Algorithmic Risk and Neuroinclusion
AI, Psychosocial Safety, and the Rights of Neurodivergent Workers in Aotearoa New Zealand
DOI:
https://doi.org/10.26686/nzjhsp.v3i1.10606Keywords:
Artificial Intelligence (AI), neurodivergent, Neurodiversity, Psychological Safety, Health and Safety at Work ActAbstract
Artificial intelligence (AI) is increasingly embedded in workplace management systems, reshaping how performance is measured, risk is assessed, and psychological safety is governed. For neurodivergent workers, including those with autism spectrum conditions and attention deficit hyperactivity disorder (ADHD), these developments present both significant risks and genuine opportunities.
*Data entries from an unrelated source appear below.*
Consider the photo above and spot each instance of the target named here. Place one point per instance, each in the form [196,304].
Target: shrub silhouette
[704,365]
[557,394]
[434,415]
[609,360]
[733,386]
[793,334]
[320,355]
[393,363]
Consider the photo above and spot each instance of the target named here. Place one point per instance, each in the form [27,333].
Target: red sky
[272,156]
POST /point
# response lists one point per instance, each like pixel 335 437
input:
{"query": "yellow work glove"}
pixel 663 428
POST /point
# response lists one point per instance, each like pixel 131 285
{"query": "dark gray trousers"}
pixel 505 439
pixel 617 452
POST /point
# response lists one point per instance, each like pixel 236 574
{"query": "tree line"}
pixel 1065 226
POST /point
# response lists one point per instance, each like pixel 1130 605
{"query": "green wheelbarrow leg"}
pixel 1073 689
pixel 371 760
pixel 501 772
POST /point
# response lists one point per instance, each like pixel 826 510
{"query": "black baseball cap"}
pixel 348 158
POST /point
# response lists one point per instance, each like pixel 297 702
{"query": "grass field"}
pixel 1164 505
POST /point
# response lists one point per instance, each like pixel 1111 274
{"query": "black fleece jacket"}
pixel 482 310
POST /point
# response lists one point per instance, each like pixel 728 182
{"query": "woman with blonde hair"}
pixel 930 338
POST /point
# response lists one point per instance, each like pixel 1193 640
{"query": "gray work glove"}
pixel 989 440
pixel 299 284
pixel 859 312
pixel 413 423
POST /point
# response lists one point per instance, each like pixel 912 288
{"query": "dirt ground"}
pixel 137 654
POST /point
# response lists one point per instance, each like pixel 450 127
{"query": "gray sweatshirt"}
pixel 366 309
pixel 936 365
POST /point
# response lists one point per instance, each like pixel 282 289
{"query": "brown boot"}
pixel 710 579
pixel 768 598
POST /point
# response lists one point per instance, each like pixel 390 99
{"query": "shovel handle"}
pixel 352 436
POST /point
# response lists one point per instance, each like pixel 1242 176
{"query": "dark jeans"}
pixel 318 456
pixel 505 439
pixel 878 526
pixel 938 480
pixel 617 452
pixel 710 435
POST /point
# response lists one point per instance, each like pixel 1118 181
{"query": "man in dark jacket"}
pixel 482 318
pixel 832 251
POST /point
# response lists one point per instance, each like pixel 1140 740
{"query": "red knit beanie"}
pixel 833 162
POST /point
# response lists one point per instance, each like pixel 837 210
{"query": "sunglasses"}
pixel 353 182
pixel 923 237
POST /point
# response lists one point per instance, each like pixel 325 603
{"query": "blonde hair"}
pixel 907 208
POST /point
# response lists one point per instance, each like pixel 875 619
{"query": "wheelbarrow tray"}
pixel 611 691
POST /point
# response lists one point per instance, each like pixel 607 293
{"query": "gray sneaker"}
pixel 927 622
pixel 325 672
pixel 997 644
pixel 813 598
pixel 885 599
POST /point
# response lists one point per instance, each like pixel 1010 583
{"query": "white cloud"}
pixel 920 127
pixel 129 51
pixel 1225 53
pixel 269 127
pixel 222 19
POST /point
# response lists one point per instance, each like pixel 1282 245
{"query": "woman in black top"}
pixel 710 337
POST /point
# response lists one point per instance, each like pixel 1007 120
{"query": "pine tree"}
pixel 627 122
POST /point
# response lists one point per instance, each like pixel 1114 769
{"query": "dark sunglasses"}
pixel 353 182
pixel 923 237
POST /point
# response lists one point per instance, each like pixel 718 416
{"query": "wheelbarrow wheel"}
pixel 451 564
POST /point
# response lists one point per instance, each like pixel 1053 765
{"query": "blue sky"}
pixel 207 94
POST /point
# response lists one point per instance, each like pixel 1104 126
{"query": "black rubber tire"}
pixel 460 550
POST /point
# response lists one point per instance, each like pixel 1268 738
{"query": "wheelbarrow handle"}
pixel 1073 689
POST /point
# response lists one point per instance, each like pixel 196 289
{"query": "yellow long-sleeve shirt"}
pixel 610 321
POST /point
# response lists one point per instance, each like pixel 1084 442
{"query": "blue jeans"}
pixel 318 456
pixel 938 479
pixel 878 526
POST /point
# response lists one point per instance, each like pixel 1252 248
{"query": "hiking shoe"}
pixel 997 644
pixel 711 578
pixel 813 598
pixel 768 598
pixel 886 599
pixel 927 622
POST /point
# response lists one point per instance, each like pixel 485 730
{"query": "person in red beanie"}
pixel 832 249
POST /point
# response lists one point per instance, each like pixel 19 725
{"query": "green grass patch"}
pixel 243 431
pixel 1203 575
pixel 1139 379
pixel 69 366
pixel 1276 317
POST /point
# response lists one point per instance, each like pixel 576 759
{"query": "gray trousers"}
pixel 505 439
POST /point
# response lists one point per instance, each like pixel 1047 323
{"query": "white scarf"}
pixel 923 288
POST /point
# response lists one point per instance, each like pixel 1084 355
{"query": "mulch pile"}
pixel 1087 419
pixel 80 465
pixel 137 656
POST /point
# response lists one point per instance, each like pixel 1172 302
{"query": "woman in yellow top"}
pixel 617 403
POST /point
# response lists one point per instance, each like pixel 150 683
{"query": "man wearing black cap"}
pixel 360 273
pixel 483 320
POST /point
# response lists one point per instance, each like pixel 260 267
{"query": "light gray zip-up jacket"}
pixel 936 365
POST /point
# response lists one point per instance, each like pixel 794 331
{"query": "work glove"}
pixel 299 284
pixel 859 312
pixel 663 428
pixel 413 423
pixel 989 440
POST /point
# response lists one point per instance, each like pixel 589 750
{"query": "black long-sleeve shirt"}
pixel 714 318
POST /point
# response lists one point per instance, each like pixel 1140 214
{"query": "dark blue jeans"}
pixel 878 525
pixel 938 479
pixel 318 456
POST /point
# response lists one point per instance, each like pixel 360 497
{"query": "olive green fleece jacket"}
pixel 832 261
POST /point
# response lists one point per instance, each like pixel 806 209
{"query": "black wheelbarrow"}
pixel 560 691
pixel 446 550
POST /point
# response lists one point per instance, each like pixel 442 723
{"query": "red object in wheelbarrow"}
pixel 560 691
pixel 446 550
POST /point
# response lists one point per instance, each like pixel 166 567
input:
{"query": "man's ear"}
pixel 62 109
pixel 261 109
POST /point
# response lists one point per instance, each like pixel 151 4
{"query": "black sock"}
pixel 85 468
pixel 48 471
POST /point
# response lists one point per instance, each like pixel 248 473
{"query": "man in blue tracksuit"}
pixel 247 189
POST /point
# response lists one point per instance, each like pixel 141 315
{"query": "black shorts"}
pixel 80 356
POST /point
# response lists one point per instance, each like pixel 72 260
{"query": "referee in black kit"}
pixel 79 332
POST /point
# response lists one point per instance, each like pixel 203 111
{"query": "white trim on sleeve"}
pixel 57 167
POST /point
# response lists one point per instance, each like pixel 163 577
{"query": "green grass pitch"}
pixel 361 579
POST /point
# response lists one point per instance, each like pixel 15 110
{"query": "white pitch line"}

AI systems calibrated to neurotypical norms can intensify workplace surveillance, encode cognitive bias, and erode the reasonable accommodation obligations that underpin inclusive employment. Reasonable accommodation refers to workplace adjustments that allow a person with a disability to perform their role effectively. At the same time, well-designed assistive AI tools hold real potential to support communication, workload regulation, and early identification of psychosocial harm at an organisational level. This paper examines both dimensions and argues that Aotearoa New Zealand’s current regulatory framework is structurally unfit to govern either equitably. The Responsible AI Guidance for the Public Service (Department of Internal Affairs, 2022) remains non-binding and neurotypically framed. The Health and Safety at Work Act 2015 imposes no AI-specific psychosocial duties. International instruments, including the United Nations Convention on the Rights of Persons with Disabilities and the European Union AI Act (2024), offer stronger benchmarks that New Zealand has not translated into enforceable domestic protections. Te Tiriti o Waitangi obligations apply across this space but are absent from every current instrument examined. The paper proposes reforms to align AI governance with neuroinclusion principles, psychosocial safety law, and Te Tiriti-based obligations.